5.9 Additional Experiments

To validate the generalization of VLG, we conducted experiments on the commonly used UCF-101 and HMDB-51 datasets for few-shot tasks. We use the same data splits from STRM (Thatipelli et al., 2022).

It can be seen from the Tables 12 and 13 that despite using a relatively simple spatiotemporal information modeling module, our proposed method still achieves good performance on UCF-101 and HMDB-51 (VLG-L). It is also noted that on the HMDB51 dataset, the few-shot results are not very good when linear probe testing is not used. This could be due to the fact that most labels in HMDB51 are vague generalizations of actions (e.g., kick, push, throw), with relatively little visual commonality across HMDB51 videos, making it difficult to correspond to specific textual descriptions. The overly ambiguous labels in HMDB51 make it challenging to find well-matched textual descriptions on platforms like Wiki and WikiHow. Furthermore, there are hierarchical relationships between categories (e.g., "sword" v.s. "sword exercise"), causing a single description to correspond to two labels.

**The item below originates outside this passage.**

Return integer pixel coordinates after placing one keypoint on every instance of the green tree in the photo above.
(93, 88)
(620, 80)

6 Conclusions and Future Work

Video recognition in an open and wild world is extremely difficult. Despite the fact that multiple video benchmarks and works have been developed to study video recognition in various scenarios, these separate investigations would ignore the possibility of knowledge sharing across settings, leading to inefficiency and impeding progress in video recognition as well as its application in the real world.

In this paper, we have studied the general video recognition (GVR) under four different settings: close-set, long-tail, few-shot and open-set. The GVR task enables us to examine the generalization ability of a video recognition model in real-world applications. To facilitate the research of GVR, we build comprehensive video benchmarks of Kinetics-GVR containing text descriptions for all action classes. Then, we propose a unified visual-linguistic framework (VLG) to accomplish the task of GVR. In particular, we present an effective two-stage training strategy to effectively adapt the image-text representation to video domain for GVR. Extensive results demonstrate that our VLG obtains the state-of-the-art performance under all settings on the Kinetics-GVR benchmark.

Although our VLG achieves superior performance on multiple general video recognition settings, it still needs a two-stage training paradigm and cannot be end-to-end trained. To tackle this, we can apply reinforcement learning with reward functions (Lin et al., 2022a; Meng et al., 2020) or gumbel-softmax tricks (Jang et al., 2016) to further improve the non-differentiable text selection parts. In addition, it might be difficult to crawl suitable descriptions of labels from Wiki or WikiHow for subtle actions, like "Put the glass on top of the table". Probably, it needs to participle phrases and crawl definitions from some dictionary websites as supplementary to improve the text descriptions. In summary, we hope the empirical findings and insights presented in this work could pave the way for future research on general video recognition which is still a nascent research topic.